Insurance Companies Act (S.C. 1991, c. 47)

Act current to 2014-04-02 and last amended on 2013-12-12. Previous Versions

Election and Tenure — Directors

Marginal note:Number of directors
  •  (1) Subject to subsection 167(1) and sections 176 and 238, the directors of a company shall, by by-law, determine the number of directors or the minimum and maximum number of directors, but no by-law that decreases the number of directors shortens the term of an incumbent director.

  • Marginal note:Shareholders’ and policyholders’ directors

    (2) Subject to subsection 167(1) and sections 176 and 238, the directors of a company that has common shares and policyholders who are entitled to vote at an annual meeting of shareholders and policyholders shall by by-law determine the number of directors, or the minimum and maximum number of directors, who are to be elected by the shareholders and the number, or the minimum and maximum number, who are to be elected by the policyholders.

  • Marginal note:Election at annual meeting

    (3) A by-law made pursuant to subsection (1) that provides for a minimum and maximum number of directors may provide that the number of directors, shareholders’ directors or policyholders’ directors to be elected at any annual meeting of the shareholders and policyholders be such number as is fixed by the directors prior to the annual meeting.

  • Marginal note:Minimum

    (4) If a company has common shares and policyholders who are entitled to vote at an annual meeting of shareholders and policyholders, the number of shareholders’ directors and the number of policyholders’ directors, whether determined by by-law or fixed by the directors, must each be at least one third of the total number of directors.

  • Marginal note:Mutual company

    (4.1) Where the shareholders of a mutual company are entitled to elect one or more directors of the company, not more than one third of the directors may be elected by the shareholders.

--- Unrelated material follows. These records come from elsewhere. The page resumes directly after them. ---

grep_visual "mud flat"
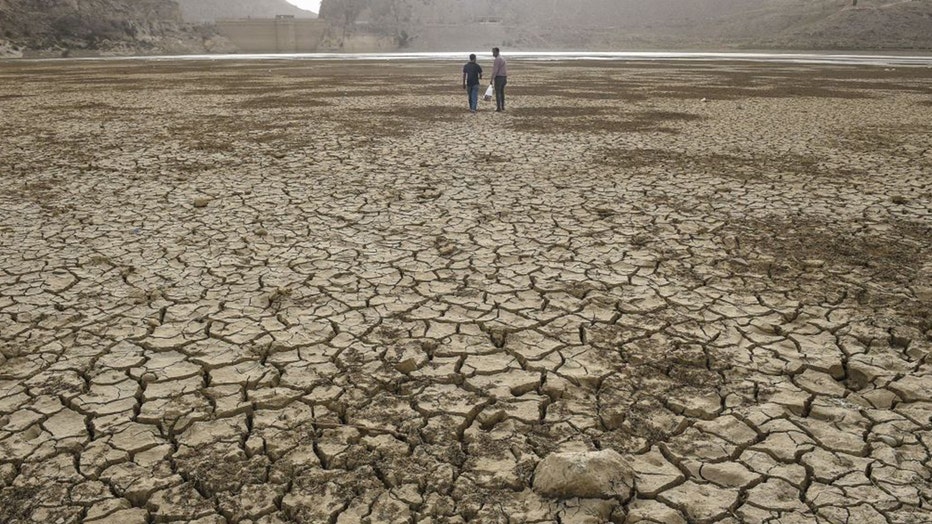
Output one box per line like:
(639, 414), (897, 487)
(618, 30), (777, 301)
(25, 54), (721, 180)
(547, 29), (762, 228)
(0, 58), (930, 523)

  • Marginal note:Shareholders’ and policyholders’ directors

    (5) In making by-laws for the purposes of subsection (2), the directors shall designate every member of the board as being either a shareholders’ director or a policyholders’ director.

  • 1991, c. 47, s. 173;
  • 1996, c. 6, s. 74;
  • 1997, c. 15, s. 202.
Marginal note:Election or appointment as director

 The election or appointment of a person as a director is subject to the following conditions:

  • (a) the person was present at the meeting when the election or appointment took place and did not refuse to hold office as a director; or

  • (b) the person was not present at the meeting when the election or appointment took place but

    • (i) consented in writing to hold office as a director before the election or appointment or within 10 days after it, or

    • (ii) acted as a director after the election or appointment.

  • 2005, c. 54, s. 245.
Marginal note:Term of directors
  •  (1) Except where this Act or the by-laws of a company provide for cumulative voting, the company may, by by-law, provide that the directors be elected for terms of one, two or three years.

  • Marginal note:Idem

    (2) Where this Act or the by-laws of a company provide for cumulative voting to elect the shareholders’ directors, the company may, by by-law, provide that the policyholders’ directors be elected for terms of one, two or three years.

  • Marginal note:Term of one, two or three years

    (3) A director elected for a term of one, two or three years holds office until the close of the first, second or third annual meeting of shareholders and policyholders, as the case may be, following the election of the director.

  • Marginal note:No stated term

    (4) A director who is not elected for an expressly stated term of office ceases to hold office at the close of the next annual meeting of shareholders and policyholders following the election of the director.

  • Marginal note:Tenure of office

    (5) It is not necessary that all directors elected at a meeting of shareholders or policyholders hold office for the same term.

  • Marginal note:Idem

    (6) If a by-law of a company provides that the directors be elected for a term of two or three years, it may also provide that the term of office of each director be for the whole of that term, or that, as nearly as may be, one half of the directors retire each year if the term is two years, and that one third of the directors retire each year if the term is three years.

  • Marginal note:Composition requirements

    (7) Where a director of a company is elected or appointed for a term of more than one year, the company shall comply with subsections 167(2) and 171(1), section 172 and subsection 173(4) at each annual meeting of shareholders and policyholders during the director’s term of office as if that director were elected or appointed on that date.

  • Marginal note:Transitional

    (8) Subsection (7) does not apply in respect of a former-Act company until the day of the third annual meeting of shareholders and policyholders after the coming into force of this section.